Been trying to think of what to write about...hmmm.
OH, here's a cool thing.
Jessie sent me this new 'follower' gadget that Blogger is offering...looks cool to see people that 'follow you around' so to say! Think I'll try it.
It will be 'autumn' soon, and all the stores are carrying fall merchandise that's a joke here...the leaves don't turn here, at least not until November!
But I do know there is a place called, "The Lost Maples" that actually does have a change of seasons...you 'betcha' we're gonna head there...I so miss the Allegheny mountains in NY.
Yesterday morning, only wish I'd been more awake, because when I spied my bird bath, there was a pair of orange-like birds as well as a lime green sparrow sized single bird that kept swooping down to try and fly through the fountain. Not sure what either kind were, but they were beautiful on their way south.
The winds are a blowin'~they're forecasting winds from 40-60 miles an hour, with potential higher gusts than that! We have to put all our outdoor furniture in the garage until Sunday probably. I'll miss the birdbath, but I suppose there won't be any need for it!
I'm thankful to announce that our schedule for 'seat work' is developing character in all of us! I'm actually finding time to do stuff, but because I've been so off schedule over the summer, that I need to regroup and plan for activities and outings, as well as time to read and do projects, or perhaps lead a Bible study...something I've longed to do for a while!
I've hesitated to write here for so long because I see that I sometimes have to go back and 'eat' my words and rather than do that, I have waited...and waited...and waited...
This morning...we gather in the living room each morning to worship Jesus together, and then have a short time of reading the Word, a cool devotional book that was given to the boys for their birthday and then we pray...this morning as we sang along with Chris Tomlin, my flesh wanted to push the boys and 'make' them sing and give their whole heart to Him, but my spirit was checked and I heard, 'you follow Me; you set the pace; they're watching to see if it's real for you and they'll join you'...and they did...they danced with me, hugged me and snuggled close as we sat together...I see that I must receive what I need first, then I have something to give them...my calling as their mommy is to lead them to Jesus, not drag or scold or shove them.

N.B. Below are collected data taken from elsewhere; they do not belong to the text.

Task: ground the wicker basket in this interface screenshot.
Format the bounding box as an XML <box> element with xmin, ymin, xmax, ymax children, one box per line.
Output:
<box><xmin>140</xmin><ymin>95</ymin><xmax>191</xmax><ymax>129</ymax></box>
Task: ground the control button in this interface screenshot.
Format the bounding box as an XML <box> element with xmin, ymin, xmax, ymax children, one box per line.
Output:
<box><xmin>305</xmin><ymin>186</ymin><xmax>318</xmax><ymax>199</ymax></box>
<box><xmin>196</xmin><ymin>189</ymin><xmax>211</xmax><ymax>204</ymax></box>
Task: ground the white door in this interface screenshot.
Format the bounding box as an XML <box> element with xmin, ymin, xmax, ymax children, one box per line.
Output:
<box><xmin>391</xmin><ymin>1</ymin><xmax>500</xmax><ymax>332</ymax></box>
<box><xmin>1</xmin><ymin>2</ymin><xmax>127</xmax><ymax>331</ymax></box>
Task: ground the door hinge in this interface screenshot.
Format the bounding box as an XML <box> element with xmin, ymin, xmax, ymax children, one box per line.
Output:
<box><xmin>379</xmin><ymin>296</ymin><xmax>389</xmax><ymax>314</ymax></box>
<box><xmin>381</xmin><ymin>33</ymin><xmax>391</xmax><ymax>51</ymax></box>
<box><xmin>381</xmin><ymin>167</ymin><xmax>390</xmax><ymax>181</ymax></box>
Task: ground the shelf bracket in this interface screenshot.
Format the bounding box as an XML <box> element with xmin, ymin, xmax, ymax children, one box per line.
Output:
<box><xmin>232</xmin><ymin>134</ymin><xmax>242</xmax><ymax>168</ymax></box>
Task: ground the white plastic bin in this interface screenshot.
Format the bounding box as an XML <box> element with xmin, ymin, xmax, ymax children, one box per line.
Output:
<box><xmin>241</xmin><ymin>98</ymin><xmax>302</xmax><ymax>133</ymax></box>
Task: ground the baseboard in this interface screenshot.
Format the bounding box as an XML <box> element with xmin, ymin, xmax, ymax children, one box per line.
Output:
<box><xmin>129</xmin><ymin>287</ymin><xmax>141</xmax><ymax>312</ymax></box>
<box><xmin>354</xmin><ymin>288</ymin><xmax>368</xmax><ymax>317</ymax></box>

Ah, the joy that I felt as I submitted my heart to His leading. There was peace here today...it was a strength that I've missed lately because of my striving for my own agenda, will and perception of how things 'should' be...His yoke is easy, His burden really is light as long as I sit at His feet and worship Him. How I've missed it.
Jesus keeps showing me that He can be trusted.
He loves me deeply, wholly, and completely. He's called me by my name, spelled it D-A-U-N-E and is so passionately in love with me that He will not share me with anything.
He faithfully works (and is so gentle and kind, too) to correct me and show me my heart so He can heal me! Even when it's the ugliest, He still wants me. There is no way I could ever repay Him.
May I extend that same love to others.